Angels and Demons alike, it seemed, had been claimed by Death. I just prayed that Death himself had managed to survive.

I glanced back down the edge of the crater, and you could faintly make out a dark trail of blood depicting my entire path up the rim. I hoped I would make it to Grey before I passed out from blood loss. I hoped I could move through the pain, despite how agonizing it was.

I set my sights back towards the horizon and began shuffling forwards, groaning as the screaming in my muscles grew louder. That last push over the rim had scraped up my knees even more, and I could feel that I'd likely torn one of my quad muscles in my right leg. My ankle on that leg, I could hardly put pressure on anyway, however, so I could try to limp my way through the battlefield. The only caveat was, my gash was on the opposite leg, and the more pressure I put on that leg, the more I bled. I needed to wrap that leg if I was going to make it anywhere.

I glanced at the bodies around me, grimacing at the metallic smell of blood that hung in the air as thickly as the smoke. Various organs and shreds of sinewy muscle were splattered about the bodies. Despite once wanting to be a doctor, I felt sick to my stomach at the gore. Now was not the time to let any emotional reaction get to me, so I swallowed the rising bile in my throat and reached down to the nearest body and tore off a large strip of fabric.

I quickly turned away so I wouldn't have to look anymore, and tightly wrapped the shredded cloth around my thigh. I knotted it several times, burning tears stinging my eyes as I tied it as tightly as I could.  The pressure on the wound burned like acid, but when I tried to stand on that leg, I now felt like I could. Progress.

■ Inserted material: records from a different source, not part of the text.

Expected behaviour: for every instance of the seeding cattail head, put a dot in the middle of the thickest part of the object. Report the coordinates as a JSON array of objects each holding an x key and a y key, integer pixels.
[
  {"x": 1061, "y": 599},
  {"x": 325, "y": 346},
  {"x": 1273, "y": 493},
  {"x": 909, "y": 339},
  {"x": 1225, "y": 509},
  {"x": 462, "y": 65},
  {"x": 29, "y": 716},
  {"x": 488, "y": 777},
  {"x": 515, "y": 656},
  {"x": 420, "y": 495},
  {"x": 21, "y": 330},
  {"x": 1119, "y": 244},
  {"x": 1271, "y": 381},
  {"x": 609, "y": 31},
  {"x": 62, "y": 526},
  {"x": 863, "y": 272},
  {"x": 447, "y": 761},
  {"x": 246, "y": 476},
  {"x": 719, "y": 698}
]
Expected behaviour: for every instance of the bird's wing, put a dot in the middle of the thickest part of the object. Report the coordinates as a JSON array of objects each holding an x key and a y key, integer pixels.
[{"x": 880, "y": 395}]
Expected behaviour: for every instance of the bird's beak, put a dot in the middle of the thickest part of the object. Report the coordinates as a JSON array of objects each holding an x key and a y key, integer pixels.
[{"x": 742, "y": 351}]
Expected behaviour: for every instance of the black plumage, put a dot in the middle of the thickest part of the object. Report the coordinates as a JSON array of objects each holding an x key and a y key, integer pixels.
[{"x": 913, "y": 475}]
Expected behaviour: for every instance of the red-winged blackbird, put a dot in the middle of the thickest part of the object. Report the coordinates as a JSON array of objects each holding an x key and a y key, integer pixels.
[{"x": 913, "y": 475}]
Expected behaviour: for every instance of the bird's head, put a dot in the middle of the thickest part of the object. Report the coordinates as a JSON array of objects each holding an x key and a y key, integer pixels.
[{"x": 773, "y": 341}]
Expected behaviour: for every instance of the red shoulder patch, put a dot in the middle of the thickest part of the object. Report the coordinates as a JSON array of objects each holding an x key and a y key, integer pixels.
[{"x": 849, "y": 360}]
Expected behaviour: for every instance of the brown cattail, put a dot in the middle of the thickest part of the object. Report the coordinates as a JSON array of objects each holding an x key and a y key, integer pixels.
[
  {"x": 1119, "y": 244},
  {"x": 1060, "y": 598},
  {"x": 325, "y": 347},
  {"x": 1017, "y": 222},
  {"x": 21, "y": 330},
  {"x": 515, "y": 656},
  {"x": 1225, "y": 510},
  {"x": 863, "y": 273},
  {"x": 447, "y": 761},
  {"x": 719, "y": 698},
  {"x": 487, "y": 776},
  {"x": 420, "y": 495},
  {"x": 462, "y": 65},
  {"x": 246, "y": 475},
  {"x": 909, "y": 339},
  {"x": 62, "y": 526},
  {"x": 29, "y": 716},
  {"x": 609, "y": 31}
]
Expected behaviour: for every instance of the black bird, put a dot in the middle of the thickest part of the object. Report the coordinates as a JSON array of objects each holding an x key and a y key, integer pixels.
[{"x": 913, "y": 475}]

I turned back towards the horizon and began haphazardly stumbling around the bodies that were scattered across the ground. Beneath them, I could faintly make out the yellow dotted lines of a road. Maybe it would lead closer to the city, where I suspected the carnage would be much worse, and where I hoped I could find my soulmate. If he was anywhere, it'd be where he'd thought he could make the most impact.

Still, I didn't think it would hurt to call out his name in case he were nearby. So, I raised my bloodstained hands to my lips and screamed out his name, ignoring the scalding sensation as my raw throat had the dusty air forced through it.

I waited a moment. Nothing.

So I shuffled onwards. Every now and again I would glance down at the bodies that had white wings and grey wings. There were several faces I recognized, but not well enough to recall their names. That made me feel even worse, seeing as they had given their lives for a battle I'd enacted and yet here I was, still somehow alive.

I fought the guilty tears that threatened to rise at the tightening of my throat. Every name of every innocent soul lost today I would memorize. I would never let their names be forgotten, not when they had given everything for me, for the world I might get to see. If I was to live, then so would they.

I passed by one of the Angels that had sparred with me in Heaven, a huge guy who had probably stood several feet above me. One of his wings had been severed in half, but he was surrounded with the bodies of obliterated Demons, so it seemed like he'd gone down fighting. Most of them had, if not all.

How was I supposed to live with this? The fact that a war that I'd incited had resulted in the deaths of thousands upon thousands of innocent souls, while I was able to keep my life? How was that fair? All of these people had dreams, people who loved and cherished them. All of them hoped to see a day where the earth lived on in an era of peace and prosperity, and yet their eyes were now as hazy as the sky. I should've died. It should've been me who'd given my life. I had been ready, why wasn't it me?